French President Emmanuel Macron was more direct: “In this new geopolitical environment, Europe has to become a geopolitical power. It’s ongoing, but we have to accelerate.”
Ursula von der Leyen, president of the European Commission, called Rubio a “good friend” and “strong ally,” but emphasized that “Europe must become more independent” on defense and technology. She pledged to deepen ties with “our closest partners, like the U.K., Norway, Iceland or Canada” - notably not mentioning the United States first.
The damage assessment
Rubio’s speech succeeded in one narrow sense: He didn’t make things immediately worse. European leaders left Munich without new crises to manage, without fresh insults to process.
But the fundamental damage remains. Europe has learned that American partnership is conditional on accepting MAGA ideology. Security guarantees come with strings attached.
The European Union is accelerating trade negotiations with Malaysia, Indonesia, and India. The Mercosur deal with South America is moving toward ratification. Canada has celebrated a “strategic partnership” with China.
These aren’t temporary hedges. They’re strategic diversification based on a clear assessment: The United States under Trump is an unreliable partner whose commitments cannot be trusted.
Rubio’s softer tone might have bought some goodwill. But it can’t erase what Europe has learned: The post-war Atlantic alliance is over. What comes next will be transactional, conditional, and based on interests rather than values.
Europe heard Rubio’s message.

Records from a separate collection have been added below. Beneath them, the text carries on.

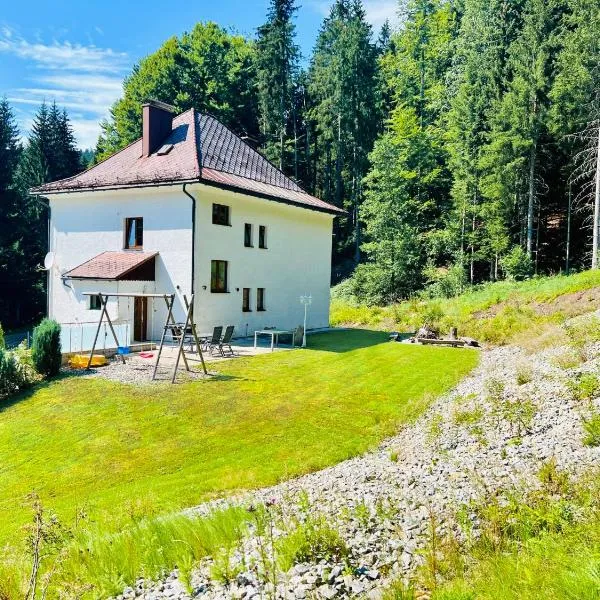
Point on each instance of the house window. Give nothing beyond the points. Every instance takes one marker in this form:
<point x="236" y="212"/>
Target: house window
<point x="248" y="235"/>
<point x="218" y="276"/>
<point x="95" y="302"/>
<point x="246" y="300"/>
<point x="221" y="214"/>
<point x="260" y="299"/>
<point x="134" y="233"/>
<point x="262" y="236"/>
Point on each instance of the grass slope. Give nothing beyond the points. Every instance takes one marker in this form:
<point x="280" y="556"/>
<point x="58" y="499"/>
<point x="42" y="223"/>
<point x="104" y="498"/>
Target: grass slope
<point x="119" y="451"/>
<point x="495" y="312"/>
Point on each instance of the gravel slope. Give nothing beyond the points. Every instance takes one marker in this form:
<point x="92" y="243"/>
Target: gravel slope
<point x="490" y="432"/>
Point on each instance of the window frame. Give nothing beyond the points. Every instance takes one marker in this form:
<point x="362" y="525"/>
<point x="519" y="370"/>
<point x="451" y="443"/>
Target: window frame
<point x="214" y="264"/>
<point x="246" y="300"/>
<point x="248" y="235"/>
<point x="92" y="302"/>
<point x="262" y="237"/>
<point x="138" y="224"/>
<point x="216" y="217"/>
<point x="260" y="300"/>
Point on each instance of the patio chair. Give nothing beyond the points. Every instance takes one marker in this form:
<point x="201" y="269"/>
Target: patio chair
<point x="177" y="332"/>
<point x="294" y="336"/>
<point x="225" y="343"/>
<point x="214" y="341"/>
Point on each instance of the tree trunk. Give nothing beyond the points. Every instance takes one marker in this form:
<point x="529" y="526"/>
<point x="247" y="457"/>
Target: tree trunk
<point x="595" y="240"/>
<point x="531" y="199"/>
<point x="568" y="253"/>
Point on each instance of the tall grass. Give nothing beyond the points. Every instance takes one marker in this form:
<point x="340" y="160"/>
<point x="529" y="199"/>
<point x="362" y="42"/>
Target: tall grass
<point x="492" y="312"/>
<point x="93" y="563"/>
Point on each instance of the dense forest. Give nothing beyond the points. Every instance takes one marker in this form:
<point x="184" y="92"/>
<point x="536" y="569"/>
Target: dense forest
<point x="464" y="144"/>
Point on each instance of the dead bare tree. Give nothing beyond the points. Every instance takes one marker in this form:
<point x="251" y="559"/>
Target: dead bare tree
<point x="586" y="179"/>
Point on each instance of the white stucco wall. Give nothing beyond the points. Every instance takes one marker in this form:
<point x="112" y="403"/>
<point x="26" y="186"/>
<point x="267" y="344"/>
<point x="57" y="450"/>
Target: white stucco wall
<point x="297" y="259"/>
<point x="85" y="224"/>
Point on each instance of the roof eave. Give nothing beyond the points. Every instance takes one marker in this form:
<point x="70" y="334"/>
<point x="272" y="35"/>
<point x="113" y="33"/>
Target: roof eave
<point x="337" y="212"/>
<point x="122" y="186"/>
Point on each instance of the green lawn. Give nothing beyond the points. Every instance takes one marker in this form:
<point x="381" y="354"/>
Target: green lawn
<point x="117" y="450"/>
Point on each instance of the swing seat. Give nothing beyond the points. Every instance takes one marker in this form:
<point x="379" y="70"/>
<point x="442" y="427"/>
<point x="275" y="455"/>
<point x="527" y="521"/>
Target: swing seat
<point x="79" y="361"/>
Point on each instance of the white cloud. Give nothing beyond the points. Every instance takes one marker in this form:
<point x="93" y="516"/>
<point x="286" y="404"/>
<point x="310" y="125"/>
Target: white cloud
<point x="376" y="11"/>
<point x="64" y="55"/>
<point x="86" y="80"/>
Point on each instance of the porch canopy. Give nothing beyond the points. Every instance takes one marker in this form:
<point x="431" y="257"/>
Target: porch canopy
<point x="123" y="265"/>
<point x="170" y="324"/>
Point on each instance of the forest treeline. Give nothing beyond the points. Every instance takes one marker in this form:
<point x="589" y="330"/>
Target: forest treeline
<point x="463" y="144"/>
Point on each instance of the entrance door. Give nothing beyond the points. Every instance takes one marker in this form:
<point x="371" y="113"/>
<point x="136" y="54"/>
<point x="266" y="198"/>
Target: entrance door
<point x="140" y="319"/>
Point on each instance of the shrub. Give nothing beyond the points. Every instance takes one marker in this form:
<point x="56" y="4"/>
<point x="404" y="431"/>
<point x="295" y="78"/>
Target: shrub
<point x="591" y="425"/>
<point x="311" y="541"/>
<point x="516" y="264"/>
<point x="45" y="349"/>
<point x="584" y="387"/>
<point x="12" y="377"/>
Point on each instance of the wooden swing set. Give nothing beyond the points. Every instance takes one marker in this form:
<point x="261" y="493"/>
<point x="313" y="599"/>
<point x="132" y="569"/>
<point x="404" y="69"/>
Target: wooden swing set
<point x="170" y="325"/>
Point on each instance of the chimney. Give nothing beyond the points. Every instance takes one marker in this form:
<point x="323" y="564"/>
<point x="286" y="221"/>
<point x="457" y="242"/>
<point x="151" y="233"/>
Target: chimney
<point x="157" y="123"/>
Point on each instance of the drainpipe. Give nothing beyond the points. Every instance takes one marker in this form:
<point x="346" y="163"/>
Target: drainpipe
<point x="46" y="205"/>
<point x="193" y="233"/>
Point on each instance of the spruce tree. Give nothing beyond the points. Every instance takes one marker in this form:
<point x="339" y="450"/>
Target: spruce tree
<point x="276" y="67"/>
<point x="343" y="89"/>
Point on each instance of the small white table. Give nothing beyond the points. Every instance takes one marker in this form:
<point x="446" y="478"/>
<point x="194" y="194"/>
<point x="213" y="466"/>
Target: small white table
<point x="274" y="333"/>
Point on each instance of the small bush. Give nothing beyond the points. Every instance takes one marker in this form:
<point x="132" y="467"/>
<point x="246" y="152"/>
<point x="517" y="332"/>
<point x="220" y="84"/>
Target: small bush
<point x="494" y="390"/>
<point x="468" y="418"/>
<point x="524" y="374"/>
<point x="311" y="541"/>
<point x="591" y="425"/>
<point x="568" y="359"/>
<point x="516" y="264"/>
<point x="434" y="428"/>
<point x="583" y="331"/>
<point x="13" y="376"/>
<point x="584" y="387"/>
<point x="45" y="349"/>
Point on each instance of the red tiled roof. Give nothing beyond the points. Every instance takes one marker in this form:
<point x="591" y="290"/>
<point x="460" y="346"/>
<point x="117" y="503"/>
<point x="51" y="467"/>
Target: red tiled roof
<point x="203" y="150"/>
<point x="110" y="265"/>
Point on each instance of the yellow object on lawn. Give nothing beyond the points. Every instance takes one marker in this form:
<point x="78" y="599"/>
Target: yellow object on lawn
<point x="79" y="361"/>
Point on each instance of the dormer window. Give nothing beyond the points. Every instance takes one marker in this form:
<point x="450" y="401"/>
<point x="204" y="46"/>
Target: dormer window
<point x="221" y="214"/>
<point x="134" y="233"/>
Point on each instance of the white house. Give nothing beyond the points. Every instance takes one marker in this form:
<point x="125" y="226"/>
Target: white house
<point x="188" y="208"/>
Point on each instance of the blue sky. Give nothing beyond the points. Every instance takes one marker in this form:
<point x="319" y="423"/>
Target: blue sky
<point x="77" y="52"/>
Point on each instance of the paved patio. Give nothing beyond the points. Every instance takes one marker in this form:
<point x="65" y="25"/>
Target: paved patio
<point x="242" y="347"/>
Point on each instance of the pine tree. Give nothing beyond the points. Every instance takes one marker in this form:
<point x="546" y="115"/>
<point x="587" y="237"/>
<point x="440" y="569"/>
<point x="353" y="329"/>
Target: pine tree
<point x="10" y="218"/>
<point x="208" y="69"/>
<point x="478" y="229"/>
<point x="519" y="125"/>
<point x="343" y="87"/>
<point x="276" y="68"/>
<point x="407" y="186"/>
<point x="575" y="111"/>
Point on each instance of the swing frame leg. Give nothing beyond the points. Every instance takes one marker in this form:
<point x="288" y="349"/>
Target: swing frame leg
<point x="169" y="300"/>
<point x="104" y="302"/>
<point x="180" y="351"/>
<point x="194" y="331"/>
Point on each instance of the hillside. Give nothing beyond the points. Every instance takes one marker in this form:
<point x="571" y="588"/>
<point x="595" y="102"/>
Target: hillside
<point x="497" y="313"/>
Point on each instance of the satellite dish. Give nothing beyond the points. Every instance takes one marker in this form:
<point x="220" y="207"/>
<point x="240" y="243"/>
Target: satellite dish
<point x="49" y="261"/>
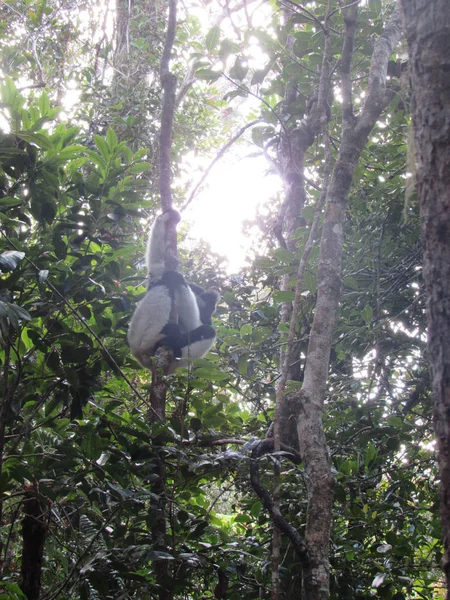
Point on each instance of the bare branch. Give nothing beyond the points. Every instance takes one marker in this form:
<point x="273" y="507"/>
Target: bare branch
<point x="168" y="83"/>
<point x="217" y="158"/>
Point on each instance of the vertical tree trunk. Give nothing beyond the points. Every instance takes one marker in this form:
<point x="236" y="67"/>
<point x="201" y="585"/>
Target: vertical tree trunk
<point x="428" y="33"/>
<point x="34" y="533"/>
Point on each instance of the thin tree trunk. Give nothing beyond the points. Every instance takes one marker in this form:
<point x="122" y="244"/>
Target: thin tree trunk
<point x="310" y="400"/>
<point x="427" y="25"/>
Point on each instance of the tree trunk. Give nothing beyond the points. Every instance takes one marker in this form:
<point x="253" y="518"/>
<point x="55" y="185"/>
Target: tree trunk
<point x="428" y="34"/>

And it’s preparing accordingly.





Great job speaking out on it.
Rubio may also be looking ahead 3 years. Vance, the currently annointed Republican candidate for the presidency after Trump, has now created juicy quotes that opponents can use against him in the future. It's surprising that Vance seems so oblivious of these time bombs. But opponents to Rubio can also have a field day comparing Rubio positions pre and post his appointment by Trump. But of course, much depends on opponents being able to mobilize strategy - not a Democratic strength in past campaigns.